The problem is as follows: We're trying to publish information
containing personal details as PDF. Publishing this information as PDF
is a requirement. However, due to the personal nature of the
information, we would like to disallow people from indexing and
searching this information.
Is there a way to make this PDF unsearchable? Manipulating robots.txt
is a solution for well-behaved indexers, but we'd like to prevent
non-behaving indexers to easily index the document as well.
We realise that any human-readable solution is probably susceptable to
OCR'ing it back after downloading. We're currently considering whether
or not this is acceptable.
One option we've come up with is converting the PDF-text to PDF-image.
One major drawback may be the increase in file size. The files are
probably not very large (several pages at most) so this could be ok.
Are there other options to do this? Or are we looking in the wrong
direction?
Regards,
Tsjok-Wing Man
Best Regards,
Paulo Soares
You could convert glyphs to outlines in the PDF producer application. Most
dtp apps can do this.
> One option we've come up with is converting the PDF-text to PDF-image.
> One major drawback may be the increase in file size. The files are
> probably not very large (several pages at most) so this could be ok.
The solution above shouldn't increase the size and will probably even
decrease it if you were embedding the fonts before.
If the outlines were not altered, they too would still be readable
from OCR applications. If the text paths were shortened to individual
words, then these paths modified from true horizontal to slightly
curved, or possibly angled a few degrees off true horizontal, this
would overcome OCR readability.
You might try instead to change the stroke of the text outlines so
that they were not crisp and clean, (but still legible).
Either would be tedious, but overcoming automated leaching is somewhat
overwhelming.
jbl
j> If the outlines were not altered, they too would still be readable
j> from OCR applications. If the text paths were shortened to individual
j> words, then these paths modified from true horizontal to slightly
j> curved, or possibly angled a few degrees off true horizontal, this
j> would overcome OCR readability.
OCR's easily handle angled or curved texts. They've been doing this for over
5 years now.
With best regards,
Eugene Mayevski
Scan at 300 dpi, directly into Acrobat. Straight text stored with CCITT
GRP4 compression will not produce unmanageable file sizes.
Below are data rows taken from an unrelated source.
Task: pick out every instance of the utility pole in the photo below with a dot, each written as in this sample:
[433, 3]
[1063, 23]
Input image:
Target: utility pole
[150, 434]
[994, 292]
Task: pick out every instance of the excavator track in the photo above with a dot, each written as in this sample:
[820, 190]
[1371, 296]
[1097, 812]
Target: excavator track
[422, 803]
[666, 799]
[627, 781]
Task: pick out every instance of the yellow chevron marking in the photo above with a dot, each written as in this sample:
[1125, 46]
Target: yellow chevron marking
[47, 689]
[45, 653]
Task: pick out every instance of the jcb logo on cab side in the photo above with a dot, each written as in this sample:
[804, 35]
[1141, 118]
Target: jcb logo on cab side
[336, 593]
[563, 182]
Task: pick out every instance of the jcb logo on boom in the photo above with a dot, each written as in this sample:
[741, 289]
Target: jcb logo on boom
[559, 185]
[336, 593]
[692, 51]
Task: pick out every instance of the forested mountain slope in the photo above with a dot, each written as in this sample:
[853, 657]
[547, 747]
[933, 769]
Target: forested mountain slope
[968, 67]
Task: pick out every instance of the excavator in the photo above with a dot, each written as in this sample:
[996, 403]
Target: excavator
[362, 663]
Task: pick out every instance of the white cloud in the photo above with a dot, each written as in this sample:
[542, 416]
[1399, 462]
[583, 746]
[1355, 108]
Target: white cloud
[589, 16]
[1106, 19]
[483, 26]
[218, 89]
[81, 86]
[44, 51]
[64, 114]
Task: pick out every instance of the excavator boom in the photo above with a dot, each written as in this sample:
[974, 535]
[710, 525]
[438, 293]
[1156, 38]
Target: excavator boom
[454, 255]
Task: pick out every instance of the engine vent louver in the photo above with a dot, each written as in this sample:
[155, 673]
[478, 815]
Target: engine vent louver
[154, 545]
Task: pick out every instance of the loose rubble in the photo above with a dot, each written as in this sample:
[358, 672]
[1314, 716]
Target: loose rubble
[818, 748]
Avoid having half
tone images, or screens in the file, otherwise they will get big.
"TeeWee" <tsjok.w...@gmail.com> wrote in message
news:1133261946.7...@g14g2000cwa.googlegroups.com...
I am using the current version of Abbyy Finereader, which up to this
moment, I was under the impression was about the best OCR application
out there.
I can (have) create(ed) a PDF document with text that is clearly
visible and that is readable at a glance. All text on a flat
horizontal path.
Not one of the text characters can be accurately read by Abbyy
Finereader.
What OCR are you using? I might have to take a look at it.
Thanks
jbl
Posted Via Usenet.com Premium Usenet Newsgroup Services
----------------------------------------------------------
** SPEED ** RETENTION ** COMPLETION ** ANONYMITY **
----------------------------------------------------------
http://www.usenet.com
This is surprising. Can/would you make this un-ocr'able file
available somewhere for others to try?
--
Jukka....@iki.fi
* "... the fact that what you seem to be saying is stupid is no
evidence that it's not what you meant" -- D. Ullrich in comp.theory
>jbl <jbl...@spamhotmail.com> writes:
>>I can (have) create(ed) a PDF document with text that is clearly
>>visible and that is readable at a glance. All text on a flat
>>horizontal path.
>>
>>Not one of the text characters can be accurately read by Abbyy
>>Finereader.
>
>This is surprising. Can/would you make this un-ocr'able file
>available somewhere for others to try?
Gladly, but alas, I don't have access to a site that I can upload to.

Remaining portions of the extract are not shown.